Stefano Donati - PhD Student

"I enjoy combining synthetic and systems biology approaches to understand how bacterial metabolism functions. This is of particular relevance for the engineering of efficient bio-factories.
In particular, in my project I have studied how robust is the primary metabolism of E. coli, by perturbing it with CRISPR interference and analyzing the response at a multi-omics level."

Michelle Kuntz - PhD Student

"In my Ph.D. project, I am aiming to further investigate the interactions of metabolism and gene expression by using high-throughput methods. My experiments are based on perturbing gene expression of metabolic genes in pooled strain libraries with CRISPR interference and measuring responses for instance by Next-Generation Sequencing. In combination with data sets of other multi-omics techniques, this will help us to better understand microbial metabolism and to use this knowledge for the generation of fitter production strains."

Niklas Farke - PhD Student

"Prior to starting my Ph.D. as computational biologist in Hannes group I obtained my Bachelor's and Master's degrees in Molecular Biotechnology and Industrial Biotechnology at the TU Munich. My research interest is the systems biology of metabolism, especially discovering and comprehending metabolic regulations. To this end, I perform many computational tasks including the analysis of raw mass spectrometry data, mathematical modelling of metabolic networks and machine learning with multi-omics data. Most of the time, I collaborate closely with my wet lab colleagues."

Paul Lubrano PhD Student

"I am a French PhD student who studied Biotechnology in Paris (Sup'Biotech). My experience encompasses working in both academic (CEA, MNHN, France) and industrial (Biosyntia, Denmark) sectors mainly in the engineering of micro-organisms for industrial biotechnology. I also participated in the iGEM competition in 2017 (iGEM IONIS). My current project relies on the multi-omics study of essential processes like translation and transcription in Escherichia coli. I hope to develop industrial and medical applications with such approach."
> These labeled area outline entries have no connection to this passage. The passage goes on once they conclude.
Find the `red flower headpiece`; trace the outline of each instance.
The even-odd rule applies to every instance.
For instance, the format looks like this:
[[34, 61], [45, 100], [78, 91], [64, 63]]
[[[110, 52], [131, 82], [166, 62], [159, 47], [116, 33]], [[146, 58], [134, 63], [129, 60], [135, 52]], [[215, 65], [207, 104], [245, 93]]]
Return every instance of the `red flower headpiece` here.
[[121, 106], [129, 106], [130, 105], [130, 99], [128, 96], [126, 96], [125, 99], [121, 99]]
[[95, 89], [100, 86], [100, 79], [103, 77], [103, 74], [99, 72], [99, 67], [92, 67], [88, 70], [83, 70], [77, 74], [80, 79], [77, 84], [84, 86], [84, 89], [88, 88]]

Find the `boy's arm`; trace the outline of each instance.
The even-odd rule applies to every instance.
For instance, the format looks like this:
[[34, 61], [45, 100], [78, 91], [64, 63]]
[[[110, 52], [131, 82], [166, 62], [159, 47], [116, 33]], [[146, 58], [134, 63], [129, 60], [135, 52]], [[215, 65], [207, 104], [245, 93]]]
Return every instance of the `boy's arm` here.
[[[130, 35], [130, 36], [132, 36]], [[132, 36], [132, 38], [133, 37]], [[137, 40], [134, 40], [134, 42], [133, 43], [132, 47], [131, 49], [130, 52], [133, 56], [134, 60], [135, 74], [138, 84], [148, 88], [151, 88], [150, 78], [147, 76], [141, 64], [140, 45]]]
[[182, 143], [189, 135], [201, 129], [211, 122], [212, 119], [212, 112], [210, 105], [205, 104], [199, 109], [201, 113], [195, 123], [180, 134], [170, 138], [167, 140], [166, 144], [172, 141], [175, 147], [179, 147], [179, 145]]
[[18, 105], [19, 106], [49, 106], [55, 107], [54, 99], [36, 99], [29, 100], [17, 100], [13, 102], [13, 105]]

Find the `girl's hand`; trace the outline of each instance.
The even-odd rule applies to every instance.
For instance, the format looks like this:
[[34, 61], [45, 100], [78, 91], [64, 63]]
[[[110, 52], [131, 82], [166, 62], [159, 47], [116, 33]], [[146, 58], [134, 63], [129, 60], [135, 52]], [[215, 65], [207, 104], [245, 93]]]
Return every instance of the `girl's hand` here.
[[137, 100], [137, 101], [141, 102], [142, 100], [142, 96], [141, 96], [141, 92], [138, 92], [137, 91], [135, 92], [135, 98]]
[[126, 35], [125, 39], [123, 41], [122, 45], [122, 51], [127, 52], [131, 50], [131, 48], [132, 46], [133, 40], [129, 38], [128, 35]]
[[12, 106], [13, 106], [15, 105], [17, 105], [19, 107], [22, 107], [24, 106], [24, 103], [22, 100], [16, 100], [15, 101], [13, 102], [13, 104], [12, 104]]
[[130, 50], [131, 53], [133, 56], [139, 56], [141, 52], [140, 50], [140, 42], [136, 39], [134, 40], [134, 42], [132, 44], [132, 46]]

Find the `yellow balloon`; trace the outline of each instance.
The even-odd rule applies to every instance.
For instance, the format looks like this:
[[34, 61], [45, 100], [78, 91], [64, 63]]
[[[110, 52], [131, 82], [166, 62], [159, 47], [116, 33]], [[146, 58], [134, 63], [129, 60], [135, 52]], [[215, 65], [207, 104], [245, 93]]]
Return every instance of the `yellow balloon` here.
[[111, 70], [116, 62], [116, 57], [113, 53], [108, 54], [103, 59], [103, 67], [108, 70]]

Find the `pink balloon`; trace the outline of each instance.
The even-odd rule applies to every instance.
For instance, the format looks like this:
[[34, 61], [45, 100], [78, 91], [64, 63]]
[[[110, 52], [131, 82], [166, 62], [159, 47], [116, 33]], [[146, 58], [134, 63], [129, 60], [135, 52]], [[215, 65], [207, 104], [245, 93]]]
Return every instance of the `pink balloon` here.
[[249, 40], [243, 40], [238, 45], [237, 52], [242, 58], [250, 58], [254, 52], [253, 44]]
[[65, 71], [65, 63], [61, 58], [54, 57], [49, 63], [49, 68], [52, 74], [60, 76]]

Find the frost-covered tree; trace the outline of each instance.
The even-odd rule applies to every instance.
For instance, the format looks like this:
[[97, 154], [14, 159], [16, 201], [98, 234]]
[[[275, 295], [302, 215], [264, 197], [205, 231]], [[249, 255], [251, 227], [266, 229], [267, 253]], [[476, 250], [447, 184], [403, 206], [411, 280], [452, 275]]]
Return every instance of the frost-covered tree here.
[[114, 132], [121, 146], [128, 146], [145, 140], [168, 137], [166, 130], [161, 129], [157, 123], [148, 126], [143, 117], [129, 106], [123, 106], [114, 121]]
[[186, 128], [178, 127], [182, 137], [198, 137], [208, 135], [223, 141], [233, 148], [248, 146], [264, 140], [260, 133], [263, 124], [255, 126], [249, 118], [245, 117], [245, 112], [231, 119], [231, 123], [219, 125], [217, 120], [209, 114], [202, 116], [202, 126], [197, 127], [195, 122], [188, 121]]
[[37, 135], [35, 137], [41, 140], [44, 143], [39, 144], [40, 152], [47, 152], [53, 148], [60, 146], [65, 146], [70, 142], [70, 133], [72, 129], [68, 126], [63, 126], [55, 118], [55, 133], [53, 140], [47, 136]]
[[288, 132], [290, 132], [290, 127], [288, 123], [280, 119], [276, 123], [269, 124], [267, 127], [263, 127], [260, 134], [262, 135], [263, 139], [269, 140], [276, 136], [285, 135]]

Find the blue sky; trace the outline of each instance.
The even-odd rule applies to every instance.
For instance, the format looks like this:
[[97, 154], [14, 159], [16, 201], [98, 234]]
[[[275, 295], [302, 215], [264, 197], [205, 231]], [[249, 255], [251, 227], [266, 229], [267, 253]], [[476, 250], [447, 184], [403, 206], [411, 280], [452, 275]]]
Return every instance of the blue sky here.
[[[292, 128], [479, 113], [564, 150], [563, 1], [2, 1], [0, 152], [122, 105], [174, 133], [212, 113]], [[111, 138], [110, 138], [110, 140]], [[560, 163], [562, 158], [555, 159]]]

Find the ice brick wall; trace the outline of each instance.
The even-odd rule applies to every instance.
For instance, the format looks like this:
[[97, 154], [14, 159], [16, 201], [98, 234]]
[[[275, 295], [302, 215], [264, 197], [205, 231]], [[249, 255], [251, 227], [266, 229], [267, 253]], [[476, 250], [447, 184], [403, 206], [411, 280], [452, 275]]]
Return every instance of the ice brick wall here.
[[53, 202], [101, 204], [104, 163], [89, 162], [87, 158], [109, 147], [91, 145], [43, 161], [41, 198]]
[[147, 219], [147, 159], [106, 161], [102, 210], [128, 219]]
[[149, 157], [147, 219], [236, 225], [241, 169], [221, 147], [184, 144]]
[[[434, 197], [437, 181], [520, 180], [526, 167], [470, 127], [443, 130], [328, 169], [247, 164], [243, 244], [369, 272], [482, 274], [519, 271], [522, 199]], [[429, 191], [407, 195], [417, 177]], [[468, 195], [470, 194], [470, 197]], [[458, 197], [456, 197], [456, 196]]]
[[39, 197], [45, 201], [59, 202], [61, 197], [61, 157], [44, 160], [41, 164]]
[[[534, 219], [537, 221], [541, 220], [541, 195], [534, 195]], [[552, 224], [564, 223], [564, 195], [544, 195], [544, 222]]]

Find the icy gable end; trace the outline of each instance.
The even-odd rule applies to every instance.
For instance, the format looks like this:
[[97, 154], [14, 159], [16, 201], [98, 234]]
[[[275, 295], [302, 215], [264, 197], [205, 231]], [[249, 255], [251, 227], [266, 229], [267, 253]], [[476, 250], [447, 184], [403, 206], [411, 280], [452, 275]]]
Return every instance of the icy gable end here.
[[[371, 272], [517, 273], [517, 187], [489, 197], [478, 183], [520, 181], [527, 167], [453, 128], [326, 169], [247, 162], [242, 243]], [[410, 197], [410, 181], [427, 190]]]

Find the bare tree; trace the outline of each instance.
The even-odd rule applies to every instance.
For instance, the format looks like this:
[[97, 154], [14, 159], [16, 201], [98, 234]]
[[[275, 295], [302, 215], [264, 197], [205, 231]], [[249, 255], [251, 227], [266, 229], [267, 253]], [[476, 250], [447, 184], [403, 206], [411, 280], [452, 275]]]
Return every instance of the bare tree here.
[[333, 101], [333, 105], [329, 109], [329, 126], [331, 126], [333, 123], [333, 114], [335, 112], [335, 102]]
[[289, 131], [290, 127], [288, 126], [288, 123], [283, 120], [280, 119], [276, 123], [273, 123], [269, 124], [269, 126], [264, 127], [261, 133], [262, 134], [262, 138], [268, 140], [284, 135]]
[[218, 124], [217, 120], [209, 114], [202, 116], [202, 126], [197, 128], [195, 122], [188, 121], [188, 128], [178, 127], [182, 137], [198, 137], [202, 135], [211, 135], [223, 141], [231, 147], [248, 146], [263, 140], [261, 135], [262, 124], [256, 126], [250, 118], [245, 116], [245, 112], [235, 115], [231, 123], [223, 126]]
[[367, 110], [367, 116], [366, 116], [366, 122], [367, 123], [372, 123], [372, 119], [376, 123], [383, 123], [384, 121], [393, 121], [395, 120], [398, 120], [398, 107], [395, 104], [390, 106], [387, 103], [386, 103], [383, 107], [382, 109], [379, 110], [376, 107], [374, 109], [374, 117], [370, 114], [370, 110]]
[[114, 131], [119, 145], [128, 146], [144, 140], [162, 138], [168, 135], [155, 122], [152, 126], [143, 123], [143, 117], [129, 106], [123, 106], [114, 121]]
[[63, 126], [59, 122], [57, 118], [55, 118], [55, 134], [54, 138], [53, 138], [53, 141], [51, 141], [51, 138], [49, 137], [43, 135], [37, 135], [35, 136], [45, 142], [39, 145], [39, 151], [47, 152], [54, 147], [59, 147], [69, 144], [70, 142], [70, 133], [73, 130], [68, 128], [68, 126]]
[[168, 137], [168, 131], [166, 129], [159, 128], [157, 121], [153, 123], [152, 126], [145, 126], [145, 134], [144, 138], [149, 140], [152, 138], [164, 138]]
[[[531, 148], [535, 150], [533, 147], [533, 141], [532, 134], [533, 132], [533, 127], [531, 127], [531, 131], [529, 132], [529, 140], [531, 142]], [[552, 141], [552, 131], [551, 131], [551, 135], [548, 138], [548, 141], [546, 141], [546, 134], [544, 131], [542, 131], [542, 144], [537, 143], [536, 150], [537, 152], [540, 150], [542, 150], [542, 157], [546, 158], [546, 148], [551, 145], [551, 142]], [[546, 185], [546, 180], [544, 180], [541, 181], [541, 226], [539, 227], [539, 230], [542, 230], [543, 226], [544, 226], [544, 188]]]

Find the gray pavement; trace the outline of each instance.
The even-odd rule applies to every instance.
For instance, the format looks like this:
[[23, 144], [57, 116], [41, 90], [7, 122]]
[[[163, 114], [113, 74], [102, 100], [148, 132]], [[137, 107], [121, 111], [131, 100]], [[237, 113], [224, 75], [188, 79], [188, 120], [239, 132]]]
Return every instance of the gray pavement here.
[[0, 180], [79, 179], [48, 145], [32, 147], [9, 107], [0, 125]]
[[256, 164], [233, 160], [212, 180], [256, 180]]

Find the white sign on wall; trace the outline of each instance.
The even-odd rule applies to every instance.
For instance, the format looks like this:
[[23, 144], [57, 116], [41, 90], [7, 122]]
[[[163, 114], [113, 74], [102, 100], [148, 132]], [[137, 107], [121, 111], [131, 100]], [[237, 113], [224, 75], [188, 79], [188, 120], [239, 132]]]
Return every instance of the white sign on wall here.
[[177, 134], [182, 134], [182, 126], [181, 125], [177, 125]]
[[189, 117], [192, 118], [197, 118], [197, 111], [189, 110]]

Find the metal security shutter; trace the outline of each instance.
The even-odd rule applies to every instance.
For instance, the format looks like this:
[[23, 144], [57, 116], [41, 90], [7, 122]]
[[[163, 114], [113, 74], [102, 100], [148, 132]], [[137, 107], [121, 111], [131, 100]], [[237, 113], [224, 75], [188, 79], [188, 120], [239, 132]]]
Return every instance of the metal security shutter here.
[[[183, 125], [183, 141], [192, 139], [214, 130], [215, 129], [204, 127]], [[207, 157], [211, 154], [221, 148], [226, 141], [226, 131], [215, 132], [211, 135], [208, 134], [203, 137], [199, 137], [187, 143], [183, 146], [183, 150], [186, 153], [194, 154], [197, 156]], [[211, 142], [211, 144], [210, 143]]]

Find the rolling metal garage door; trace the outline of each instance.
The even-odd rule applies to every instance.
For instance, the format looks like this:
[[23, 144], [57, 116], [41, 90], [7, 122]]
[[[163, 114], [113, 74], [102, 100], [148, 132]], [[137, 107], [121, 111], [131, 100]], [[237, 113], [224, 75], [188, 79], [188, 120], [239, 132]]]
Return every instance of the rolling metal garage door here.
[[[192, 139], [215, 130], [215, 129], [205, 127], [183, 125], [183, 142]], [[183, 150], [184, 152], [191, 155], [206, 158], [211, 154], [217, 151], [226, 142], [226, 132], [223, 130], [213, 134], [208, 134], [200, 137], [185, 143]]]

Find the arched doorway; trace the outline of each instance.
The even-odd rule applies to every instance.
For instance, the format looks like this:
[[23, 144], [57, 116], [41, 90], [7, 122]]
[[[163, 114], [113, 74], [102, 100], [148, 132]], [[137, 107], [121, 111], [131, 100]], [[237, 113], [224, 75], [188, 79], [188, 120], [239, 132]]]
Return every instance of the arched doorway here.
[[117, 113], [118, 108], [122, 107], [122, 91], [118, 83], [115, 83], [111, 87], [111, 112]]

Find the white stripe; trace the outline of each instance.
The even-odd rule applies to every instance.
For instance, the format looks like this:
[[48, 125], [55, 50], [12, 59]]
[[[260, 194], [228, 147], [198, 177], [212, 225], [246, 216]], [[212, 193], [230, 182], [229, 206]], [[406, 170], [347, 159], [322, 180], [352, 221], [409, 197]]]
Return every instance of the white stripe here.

Thorben Schramm - PhD Student

"Dynamic control of cellular metabolism and growth is important for innovative bioprocess strategies, e.g. for two-stage processes, and for studying the regulation of  metabolism. In my research, I use temperature-sensitive enzymes to achieve the dynamic control of metabolism and developed a two-stage bioprocess  for citrulline production in 1-L bioreactors (Schramm et al. 2020). On the hunt for temperature-sensitive enzymes, I generate large strain libraries with different contemporary cloning techniques. Combining a single-cell growth rate reporter (TIMER) with flow cytometry, the libraries are screened in high-throughput for the desired temperature-sensitive mutants. With the cutting-edge quantitative LC-MS/MS method (Guder et al. 2017) that we developed, I investigate my production strains but also the strains of our collaborators (Boecker et al., 2019)."

Chun-Ying Wang - PhD Student

"I am Chun-Ying, a PhD student working on dynamic control of E. coli to produce chemicals such as glycerol, carotenoids, arginine, etc. I was trained as a molecular biologist at NCHU, Taiwan, but I also have interdisciplinary experience in the polymer of carbon nanotube, microfluidics and marine algae research. I endeavor myself to be an interdisciplinary specialist in the combination of industrial and academic fields to make applicable technology for the world."